陸時衍心中一緊,一種不好的預感,瞬間湧上心頭。他抱著沈硯辭,一步步走到石台旁,小心翼翼地拿起霧核,霧核入手冰涼,表麵的裂痕,還在不斷地擴大,暗紅色的光芒,也越來越亮,散發著一股詭異而危險的氣息。他不知道,這枚霧核,到底發生了什麽,也不知道,這詭異的變化,到底意味著什麽,可他能感覺到,一場新的危機,似乎,又在悄然醞釀之中。
就在這時,林宇緩緩睜開了眼睛,他艱難地撐起身體,看到陸時衍手中的霧核,眼中滿是震驚:“組長,霧核……霧核怎麽變成這樣了?這到底是怎麽回事?”陸時衍搖了搖頭,語氣凝重地說道:“我不知道,我也不知道它為什麽會變成這樣,可我能感覺到,它很危險,而且,沈振邦的陰謀,或許,並沒有我們想象中那麽簡單,他可能,還留下了其他的後手。”

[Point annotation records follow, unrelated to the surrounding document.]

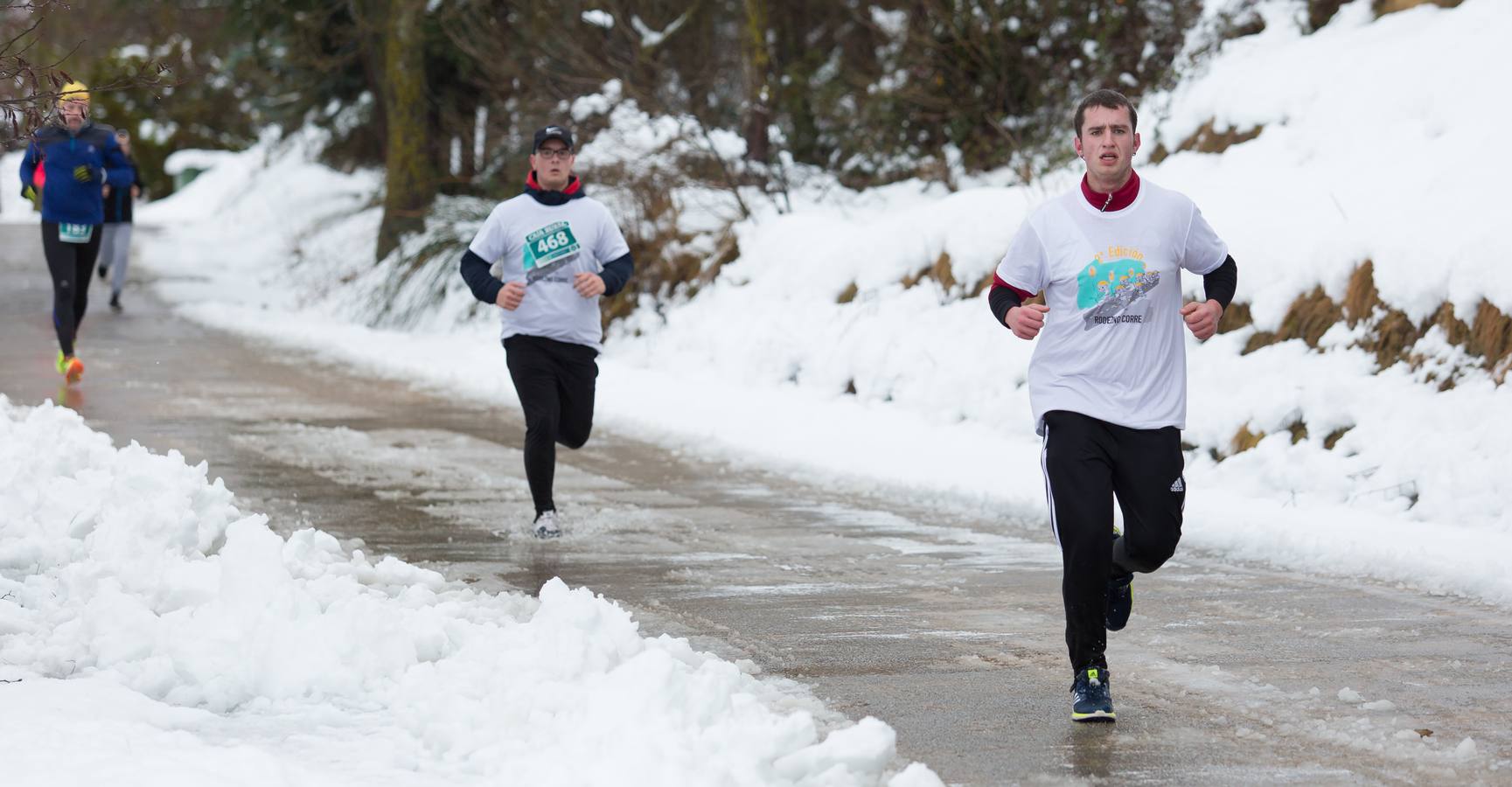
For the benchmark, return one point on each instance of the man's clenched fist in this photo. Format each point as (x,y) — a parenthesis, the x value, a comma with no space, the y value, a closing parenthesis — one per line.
(510,295)
(1027,321)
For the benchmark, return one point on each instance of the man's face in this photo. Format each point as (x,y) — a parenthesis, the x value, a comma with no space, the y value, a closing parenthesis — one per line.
(552,164)
(73,114)
(1107,143)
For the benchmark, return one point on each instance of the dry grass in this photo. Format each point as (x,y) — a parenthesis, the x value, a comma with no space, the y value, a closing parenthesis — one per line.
(1244,440)
(1308,317)
(1491,336)
(1311,316)
(1391,6)
(1361,296)
(1207,139)
(1455,328)
(941,271)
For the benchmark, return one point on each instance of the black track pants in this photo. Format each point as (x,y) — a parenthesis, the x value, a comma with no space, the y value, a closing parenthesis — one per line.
(1086,464)
(70,265)
(555,381)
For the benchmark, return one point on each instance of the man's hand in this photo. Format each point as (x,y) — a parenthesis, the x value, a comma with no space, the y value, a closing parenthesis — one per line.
(1027,321)
(1202,317)
(587,284)
(510,295)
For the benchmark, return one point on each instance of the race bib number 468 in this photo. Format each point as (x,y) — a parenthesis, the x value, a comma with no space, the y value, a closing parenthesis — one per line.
(549,248)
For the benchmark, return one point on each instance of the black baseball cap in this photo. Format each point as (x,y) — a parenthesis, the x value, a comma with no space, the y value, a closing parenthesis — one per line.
(552,132)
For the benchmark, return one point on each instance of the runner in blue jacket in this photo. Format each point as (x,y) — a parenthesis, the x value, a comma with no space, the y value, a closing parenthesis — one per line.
(76,157)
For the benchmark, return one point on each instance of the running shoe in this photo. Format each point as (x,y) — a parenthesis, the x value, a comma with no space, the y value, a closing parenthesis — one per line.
(70,367)
(1092,697)
(547,525)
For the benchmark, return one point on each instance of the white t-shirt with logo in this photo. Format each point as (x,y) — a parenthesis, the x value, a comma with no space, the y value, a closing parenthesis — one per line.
(547,247)
(1111,346)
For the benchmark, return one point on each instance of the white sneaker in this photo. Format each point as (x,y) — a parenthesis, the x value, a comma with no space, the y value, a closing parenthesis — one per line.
(547,525)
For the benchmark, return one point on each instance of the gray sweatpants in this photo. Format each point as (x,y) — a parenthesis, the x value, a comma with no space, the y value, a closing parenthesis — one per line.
(115,249)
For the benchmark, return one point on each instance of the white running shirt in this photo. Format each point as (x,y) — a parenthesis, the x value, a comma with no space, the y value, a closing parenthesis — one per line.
(1111,346)
(547,247)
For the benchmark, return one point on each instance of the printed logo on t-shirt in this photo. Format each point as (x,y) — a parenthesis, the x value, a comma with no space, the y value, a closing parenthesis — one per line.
(1111,288)
(547,249)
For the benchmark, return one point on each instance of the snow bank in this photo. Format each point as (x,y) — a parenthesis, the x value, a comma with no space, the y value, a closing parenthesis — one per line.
(162,637)
(758,366)
(14,209)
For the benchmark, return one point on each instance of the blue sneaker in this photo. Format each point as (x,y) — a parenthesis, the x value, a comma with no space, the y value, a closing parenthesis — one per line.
(1092,697)
(1121,602)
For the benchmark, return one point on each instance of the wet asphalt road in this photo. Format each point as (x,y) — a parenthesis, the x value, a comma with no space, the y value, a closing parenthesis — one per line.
(937,616)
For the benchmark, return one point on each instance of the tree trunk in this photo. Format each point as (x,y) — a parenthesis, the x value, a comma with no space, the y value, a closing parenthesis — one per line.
(406,105)
(758,76)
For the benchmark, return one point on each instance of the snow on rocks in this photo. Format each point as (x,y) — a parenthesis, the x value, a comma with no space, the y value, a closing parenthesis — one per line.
(144,612)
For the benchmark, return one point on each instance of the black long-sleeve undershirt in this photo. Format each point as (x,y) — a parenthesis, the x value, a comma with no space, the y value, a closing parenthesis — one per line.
(1222,282)
(484,288)
(1219,284)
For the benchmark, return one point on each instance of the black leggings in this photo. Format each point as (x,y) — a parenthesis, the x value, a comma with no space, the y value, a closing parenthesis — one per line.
(1088,463)
(70,265)
(555,381)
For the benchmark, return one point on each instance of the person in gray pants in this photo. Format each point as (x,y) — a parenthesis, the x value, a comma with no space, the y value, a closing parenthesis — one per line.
(115,238)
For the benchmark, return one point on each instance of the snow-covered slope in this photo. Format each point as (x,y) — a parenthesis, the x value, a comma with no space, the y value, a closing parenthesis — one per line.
(1367,150)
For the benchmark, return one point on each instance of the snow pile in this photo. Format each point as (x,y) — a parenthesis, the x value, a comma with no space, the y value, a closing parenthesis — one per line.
(848,340)
(1377,159)
(134,594)
(14,209)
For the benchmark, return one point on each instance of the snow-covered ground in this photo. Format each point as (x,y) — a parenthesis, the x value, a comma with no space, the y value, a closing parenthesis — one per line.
(162,637)
(1370,150)
(1375,162)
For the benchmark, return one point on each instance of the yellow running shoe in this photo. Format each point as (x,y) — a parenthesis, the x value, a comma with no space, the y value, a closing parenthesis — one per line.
(70,367)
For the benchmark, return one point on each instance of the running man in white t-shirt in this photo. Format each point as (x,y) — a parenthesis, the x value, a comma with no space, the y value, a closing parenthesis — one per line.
(1109,378)
(560,253)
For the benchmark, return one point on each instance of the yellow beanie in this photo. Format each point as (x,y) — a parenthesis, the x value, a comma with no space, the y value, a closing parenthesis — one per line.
(74,91)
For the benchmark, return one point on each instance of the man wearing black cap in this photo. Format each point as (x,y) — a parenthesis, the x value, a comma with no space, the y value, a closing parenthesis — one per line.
(560,253)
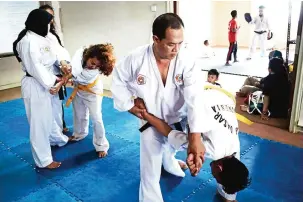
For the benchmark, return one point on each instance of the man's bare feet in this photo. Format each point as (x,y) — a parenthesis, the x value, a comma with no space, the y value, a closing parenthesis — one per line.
(71,138)
(102,154)
(53,165)
(65,130)
(183,165)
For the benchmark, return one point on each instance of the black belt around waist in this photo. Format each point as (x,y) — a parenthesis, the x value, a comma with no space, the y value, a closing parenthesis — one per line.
(260,32)
(27,74)
(62,91)
(147,125)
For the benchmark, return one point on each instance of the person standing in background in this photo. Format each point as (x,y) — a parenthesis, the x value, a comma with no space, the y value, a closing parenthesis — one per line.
(232,38)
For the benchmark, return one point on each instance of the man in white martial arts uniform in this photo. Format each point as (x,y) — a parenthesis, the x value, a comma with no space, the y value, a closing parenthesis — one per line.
(88,63)
(166,79)
(261,32)
(220,138)
(37,58)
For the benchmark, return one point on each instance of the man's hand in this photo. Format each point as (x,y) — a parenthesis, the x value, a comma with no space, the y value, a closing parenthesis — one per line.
(195,153)
(53,90)
(65,68)
(137,111)
(140,103)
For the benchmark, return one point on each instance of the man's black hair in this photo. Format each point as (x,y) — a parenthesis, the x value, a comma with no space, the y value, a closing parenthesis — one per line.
(234,176)
(165,21)
(213,72)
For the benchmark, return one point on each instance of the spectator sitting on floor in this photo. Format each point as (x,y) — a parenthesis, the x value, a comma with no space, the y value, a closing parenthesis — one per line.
(275,88)
(252,84)
(207,50)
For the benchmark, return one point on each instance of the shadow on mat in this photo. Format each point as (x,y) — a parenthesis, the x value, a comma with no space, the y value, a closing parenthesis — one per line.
(74,162)
(170,181)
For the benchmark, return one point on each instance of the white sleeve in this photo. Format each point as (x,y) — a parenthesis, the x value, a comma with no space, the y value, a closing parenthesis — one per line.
(178,140)
(63,54)
(267,23)
(76,63)
(190,95)
(37,69)
(253,21)
(122,74)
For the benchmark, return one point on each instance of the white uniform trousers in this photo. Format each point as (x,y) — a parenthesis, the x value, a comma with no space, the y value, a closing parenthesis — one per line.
(84,106)
(57,138)
(155,152)
(262,41)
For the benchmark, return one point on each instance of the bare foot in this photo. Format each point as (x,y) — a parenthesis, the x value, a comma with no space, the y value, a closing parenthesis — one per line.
(71,138)
(183,165)
(53,165)
(65,130)
(102,154)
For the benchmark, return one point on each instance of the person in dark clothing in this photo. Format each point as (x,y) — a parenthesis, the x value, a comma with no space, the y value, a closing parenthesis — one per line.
(276,90)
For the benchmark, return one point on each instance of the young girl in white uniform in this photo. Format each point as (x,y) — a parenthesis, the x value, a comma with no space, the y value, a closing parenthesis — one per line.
(87,65)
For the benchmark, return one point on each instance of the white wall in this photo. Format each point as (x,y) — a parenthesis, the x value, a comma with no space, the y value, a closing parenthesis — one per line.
(196,16)
(126,25)
(11,73)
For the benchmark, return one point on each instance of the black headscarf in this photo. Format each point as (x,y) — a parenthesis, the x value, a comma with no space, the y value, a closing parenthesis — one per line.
(37,22)
(52,29)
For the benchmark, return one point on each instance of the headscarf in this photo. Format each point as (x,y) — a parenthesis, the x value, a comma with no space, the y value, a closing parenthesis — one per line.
(37,22)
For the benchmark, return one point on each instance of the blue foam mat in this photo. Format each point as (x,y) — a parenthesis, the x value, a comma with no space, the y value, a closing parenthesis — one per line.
(275,168)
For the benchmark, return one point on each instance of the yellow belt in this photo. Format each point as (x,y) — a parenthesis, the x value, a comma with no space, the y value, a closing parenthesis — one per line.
(239,116)
(86,88)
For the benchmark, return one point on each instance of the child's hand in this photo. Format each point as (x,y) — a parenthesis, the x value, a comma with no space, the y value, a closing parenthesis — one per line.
(140,103)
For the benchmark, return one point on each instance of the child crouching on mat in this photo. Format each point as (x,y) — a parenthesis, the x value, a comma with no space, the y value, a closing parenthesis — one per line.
(87,96)
(213,77)
(220,139)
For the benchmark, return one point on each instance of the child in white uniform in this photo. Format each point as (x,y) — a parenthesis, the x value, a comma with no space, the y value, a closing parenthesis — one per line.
(87,65)
(220,138)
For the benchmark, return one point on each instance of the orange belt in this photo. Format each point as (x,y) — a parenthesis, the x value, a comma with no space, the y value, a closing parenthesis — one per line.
(231,96)
(86,88)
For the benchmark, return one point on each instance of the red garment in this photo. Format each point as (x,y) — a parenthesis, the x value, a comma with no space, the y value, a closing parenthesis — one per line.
(232,36)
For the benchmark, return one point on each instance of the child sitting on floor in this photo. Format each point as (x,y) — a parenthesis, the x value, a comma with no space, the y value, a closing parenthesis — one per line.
(213,76)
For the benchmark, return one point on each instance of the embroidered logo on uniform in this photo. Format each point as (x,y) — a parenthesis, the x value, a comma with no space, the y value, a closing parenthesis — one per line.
(45,49)
(141,80)
(179,78)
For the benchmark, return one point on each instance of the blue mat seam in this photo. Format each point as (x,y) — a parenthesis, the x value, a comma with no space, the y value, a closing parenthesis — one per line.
(200,187)
(6,148)
(250,148)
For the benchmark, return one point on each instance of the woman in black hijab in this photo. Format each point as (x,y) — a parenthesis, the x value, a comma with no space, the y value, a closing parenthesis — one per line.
(34,52)
(57,42)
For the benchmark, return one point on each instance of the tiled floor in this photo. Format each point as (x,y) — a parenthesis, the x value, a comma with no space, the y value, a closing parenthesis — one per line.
(261,130)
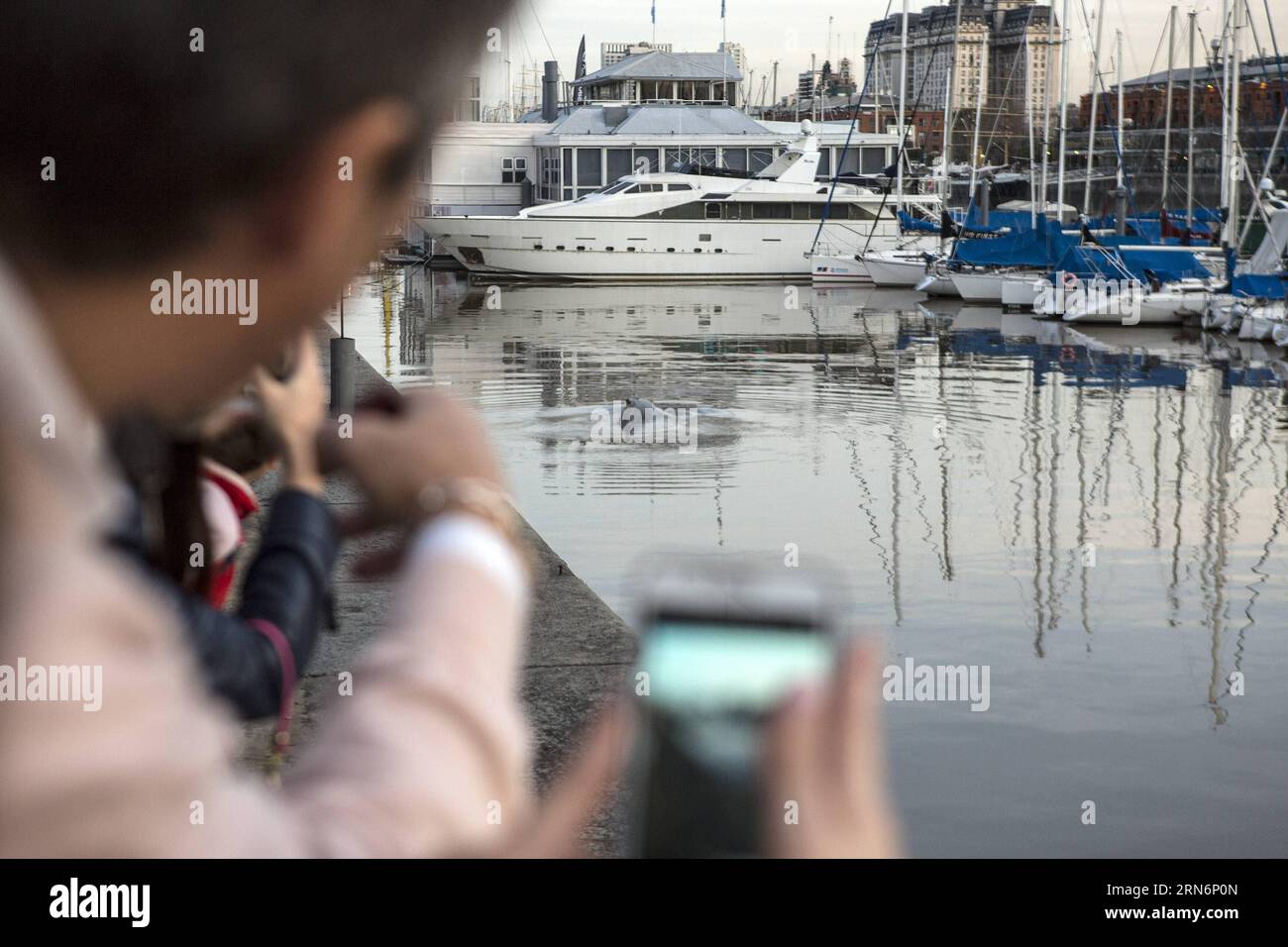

倖存的隊員們,也紛紛蘇醒過來,看到石台上的霧核,眼中滿是震驚與擔憂。他們都以為,這場關乎臨淵市命運的危機,終於結束了,可他們沒有想到,霧核竟然會發生這樣詭異的變化,一場新的危機,竟然即將再次來臨。陸時衍抱著沈硯辭,緊緊握著手中的霧核,眼神堅定而凝重,他知道,他們的戰鬥,還沒有結束,新的挑戰,還在等待著他們,而這枚詭異變化的霧核,或許,就是解開所有謎團的關鍵。